B. La Cour d’appel du Québec a-t-elle fait erreur en droit en concluant que les art. 5 et 10 de la Loi provinciale sont constitutionnellement opérants?
[83] Dans cette deuxième partie, je vais traiter de la question de savoir si la doctrine de la prépondérance fédérale s’applique dans la présente affaire, de telle sorte que les art. 5 et 10 de la Loi provinciale seraient déclarés inopérants dans la seule mesure de leur incompatibilité avec la Loi fédérale. À l’instar de la Cour d’appel, je suis d’avis que les dispositions contestées sont opérantes. L’application des interdictions absolues prévues par la Loi provinciale n’entrave pas la réalisation de l’objet fédéral identifié par l’appelant. Contrairement à ce que prétend ce dernier, la Loi fédérale n’a pas pour objet de créer, et ce, dans le but de limiter les activités illicites liées au cannabis, des droits positifs permettant de posséder et de cultiver à des fins personnelles au plus quatre plantes de cannabis. Une telle interprétation de l’objet de la Loi fédérale ne correspond pas à la nature essentiellement prohibitive du pouvoir de légiférer en matière de droit criminel, et n’est pas appuyée par le texte de cette loi.
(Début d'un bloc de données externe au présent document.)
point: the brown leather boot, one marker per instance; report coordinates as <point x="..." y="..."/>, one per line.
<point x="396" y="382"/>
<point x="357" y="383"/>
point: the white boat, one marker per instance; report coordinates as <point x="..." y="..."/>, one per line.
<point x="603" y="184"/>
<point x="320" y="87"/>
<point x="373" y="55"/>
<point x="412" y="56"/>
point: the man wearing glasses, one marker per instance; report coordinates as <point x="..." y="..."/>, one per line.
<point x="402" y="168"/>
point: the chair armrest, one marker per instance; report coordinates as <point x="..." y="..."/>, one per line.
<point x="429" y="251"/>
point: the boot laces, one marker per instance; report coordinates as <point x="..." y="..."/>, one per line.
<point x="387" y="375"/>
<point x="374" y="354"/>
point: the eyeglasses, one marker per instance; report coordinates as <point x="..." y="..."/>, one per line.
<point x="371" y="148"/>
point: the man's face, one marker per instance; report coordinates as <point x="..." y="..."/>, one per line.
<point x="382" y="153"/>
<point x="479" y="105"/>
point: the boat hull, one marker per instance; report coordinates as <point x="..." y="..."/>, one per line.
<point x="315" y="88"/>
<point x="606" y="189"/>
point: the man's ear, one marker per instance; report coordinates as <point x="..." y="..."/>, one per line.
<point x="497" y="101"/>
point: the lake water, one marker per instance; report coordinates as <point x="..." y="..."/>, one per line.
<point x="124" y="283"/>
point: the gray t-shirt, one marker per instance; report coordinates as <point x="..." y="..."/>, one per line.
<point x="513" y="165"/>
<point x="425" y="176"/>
[84] En guise d’introduction, je rappelle les circonstances qui commandent l’application de la doctrine de la prépondérance fédérale. Il y a incompatibilité justifiant de faire primer une loi fédérale sur une loi provinciale valide dans les cas où il existe un conflit d’application ou une entrave à la réalisation de l’objet de la loi fédérale. Dans le premier cas, le conflit d’application suppose une impossibilité de respecter les deux lois simultanément, notamment « lorsqu’une loi dit “oui” et que l’autre dit “non” » selon l’expression consacrée dans l’arrêt Multiple Access Ltd. c. McCutcheon, 1982 CanLII 55 (CSC), [1982] 2 R.C.S. 161, p. 191. Dans le second cas, « l’imposition de l’obligation de se conformer à une législation provinciale équivaudrait à empêcher la réalisation de l’objectif de la loi fédérale » (Banque canadienne de l’Ouest, par. 73). Comme l’a précisé le juge Major dans l’arrêt Rothmans, Benson & Hedges Inc. c. Saskatchewan, 2005 CSC 13, [2005] 1 R.C.S. 188, par. 14-15, l’existence de l’une ou l’autre de ces situations suffit à déclencher l’application de la doctrine de la prépondérance fédérale, ce qui ne signifie pas pour autant qu’il soit aisé d’en faire la démonstration.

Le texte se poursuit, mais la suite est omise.